I am not a therapist.
However, as a licensed health professional I spend a great deal of time talking to people about their lives and lifestyles.
As there are so many people suffering with chronic stress, chronic fatigue, chronic pain, and the list goes on, what is not often discussed enough I feel is how our style of connecting with ourselves and others’ affects our physical health.
Within the last week, I’ve given the “only be responsible for your own suitcase” speech several times and so it must be shared.
The metaphor of a suitcase is often discussed in therapy circles, or groups of mindfulness providers, as the “stuff” we all have with us. This “stuff” includes our past and present issues and concerns, our emotional memories (good and bad), our decisions, and our coping mechanisms. Basically, whatever stuff makes you who you are (again, not really good or bad, just your stuff).
Some of us have a lot of “stuff” (or many suitcases) that we carry around with us each day, and some of us don’t. I’m sure you have an idea of what I mean; all of us know at least one person in our lives that has many suitcases with them, lots of trauma or sadness, or anger or anxiety. It can be a hard thing to be in their presence, despite the fact that we might love them dearly.
The fun begins when we start to carry one another’s suitcases.

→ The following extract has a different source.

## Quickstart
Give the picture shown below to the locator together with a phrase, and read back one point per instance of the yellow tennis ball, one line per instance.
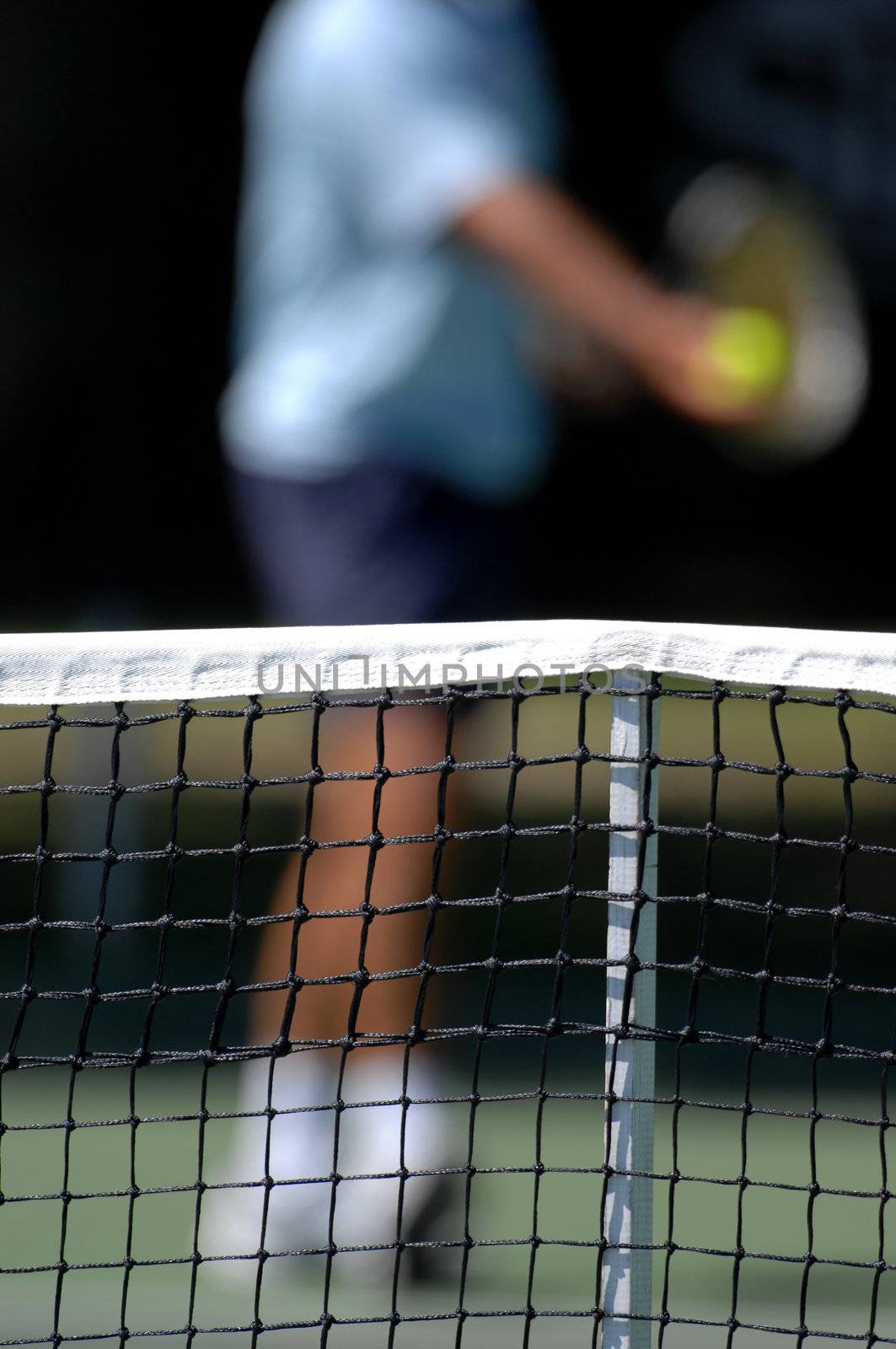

It’s hard to avoid as so many of us are compassionate and just want to help one another out. We answer the phone 10 times to our adult child and listen to their woes, despite the fact that they are 32 and are capable of finding their own resources to deal with their concerns. We continue to hangout with one of our work colleagues even though they are angry and attack us at every opportunity, knowing they don’t mean it, but putting up with it anyway. And so forth.
Why do we continue to do this? And what implications of carrying extra suitcases arise? Is it that big a deal?
As it turns out, it is. Many of us are suffering from thyroid disorders, hypo (under)-functioning adrenal glands (our hormone glands that support us during stress), exhaustion, depression, chronic anxiety, obesity, insomnia…all because we’re carrying too many darn suitcases.
The answer my friends, is very simple.
You put down those darn suitcases that are not yours, and you give them back.
You stop answering the phone. The minute you feel guilty or stressed about not helping this person in your life, you ask yourself what you need. What do you need?
Could you use a nap? Could you do with going to the gym? Would you like a healthy snack? Do you need more water?
The more you nourish yourself, the more you have to give to the world and, this is a very important point, sometimes carrying someone else’s load is not your job and is actually doing someone a disservice. You may be preventing them from growing up or moving on or acknowledging who they really are as well.
Kind of wild, right? Bet you never thought about it that way.
In the process of being responsible for your own suitcase, you are taking care of yourself and your health as well as theirs.
Let that sink in.
Your better emotional self could be as close to you as learning to say no (kindly) and sticking with that.
After all, don’t you have enough to deal with your own heavy suitcases? Wouldn’t it be nice to work on those and go through that for yourself?